Pelicans enjoying new river island…

A couple of weeks ago I saw the Soquel bridge light installation in the evening. The different colored lights streamed back and forth in the dark. The art piece appeared for the EBB & FLOW festival and I thought it would stop once the event was over. The impact of the construction work for the installation had me already concerned for the SWALLOW nests underneath the bridge ledge. And now I am staring my concerns for the nocturnal, diurnal wildlife hunters in the eye. How are the moving lights effecting their nightly, twilight feeding? I know there are Owls, Hawks, Black-crowned Night Herons and Shorebirds along the river. They use the night, twilight for find food for their survival. In addition the San Lorenzo River is in the Pacific flyway of migratory birds, many of whom fly at night.

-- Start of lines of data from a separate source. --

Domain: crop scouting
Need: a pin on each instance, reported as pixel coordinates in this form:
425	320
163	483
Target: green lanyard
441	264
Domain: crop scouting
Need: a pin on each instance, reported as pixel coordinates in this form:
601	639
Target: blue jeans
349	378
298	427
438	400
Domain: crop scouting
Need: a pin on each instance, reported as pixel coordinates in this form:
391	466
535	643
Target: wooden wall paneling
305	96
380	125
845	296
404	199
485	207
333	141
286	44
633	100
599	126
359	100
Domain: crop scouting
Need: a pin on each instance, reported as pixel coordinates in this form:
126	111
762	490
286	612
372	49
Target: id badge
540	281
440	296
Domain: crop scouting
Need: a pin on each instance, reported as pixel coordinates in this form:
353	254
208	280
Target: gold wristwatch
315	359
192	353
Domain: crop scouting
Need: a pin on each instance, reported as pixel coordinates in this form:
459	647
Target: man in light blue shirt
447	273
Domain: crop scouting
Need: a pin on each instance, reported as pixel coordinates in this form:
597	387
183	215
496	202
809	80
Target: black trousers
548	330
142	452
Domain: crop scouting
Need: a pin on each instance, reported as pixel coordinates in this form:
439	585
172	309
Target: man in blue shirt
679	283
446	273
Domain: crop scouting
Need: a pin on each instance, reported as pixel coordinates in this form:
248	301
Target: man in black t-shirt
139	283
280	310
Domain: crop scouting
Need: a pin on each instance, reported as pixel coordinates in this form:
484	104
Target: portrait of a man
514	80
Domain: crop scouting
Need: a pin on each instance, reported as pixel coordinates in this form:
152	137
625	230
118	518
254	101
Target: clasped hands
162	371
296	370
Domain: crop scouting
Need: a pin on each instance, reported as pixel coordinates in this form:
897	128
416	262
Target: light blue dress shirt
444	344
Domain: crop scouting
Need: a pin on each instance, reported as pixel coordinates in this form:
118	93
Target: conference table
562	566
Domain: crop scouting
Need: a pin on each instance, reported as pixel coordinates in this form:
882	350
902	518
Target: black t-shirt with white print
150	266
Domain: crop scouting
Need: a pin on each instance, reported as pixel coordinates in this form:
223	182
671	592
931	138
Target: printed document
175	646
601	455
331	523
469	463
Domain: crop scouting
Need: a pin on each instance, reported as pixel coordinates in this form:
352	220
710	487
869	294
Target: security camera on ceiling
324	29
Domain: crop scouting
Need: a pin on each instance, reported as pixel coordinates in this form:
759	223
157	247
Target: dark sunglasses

Looks like it’s time to honor my wildlife concerns with some( whom am I kidding?always ‘much’) research and outreach work, which includes you all. Thanks for sharing your information how light across a waterbody effects nocturnal, diurnal hunters. The birds and I appreciate that!

light installation across the river…

Here is a little update for you: The COMMON GOLDENEYE and the RED-throated LOON are still residing on river between Laurel St bridge and river mouth. The amount of ELEGANT, CASPIAN TERNS, CORMORANTS and juv. HEERMANN’s gulls has been staggering at the river mouth/Trestle. The SPOTTED SANDPIPER is back between Trestle and Riverside Ave. bridge, where only a dozen or so CLIFF SWALLOWS remain. On Sat. 8/18th we’ll be working on our ongoing Restoration Project and we love to have you join us.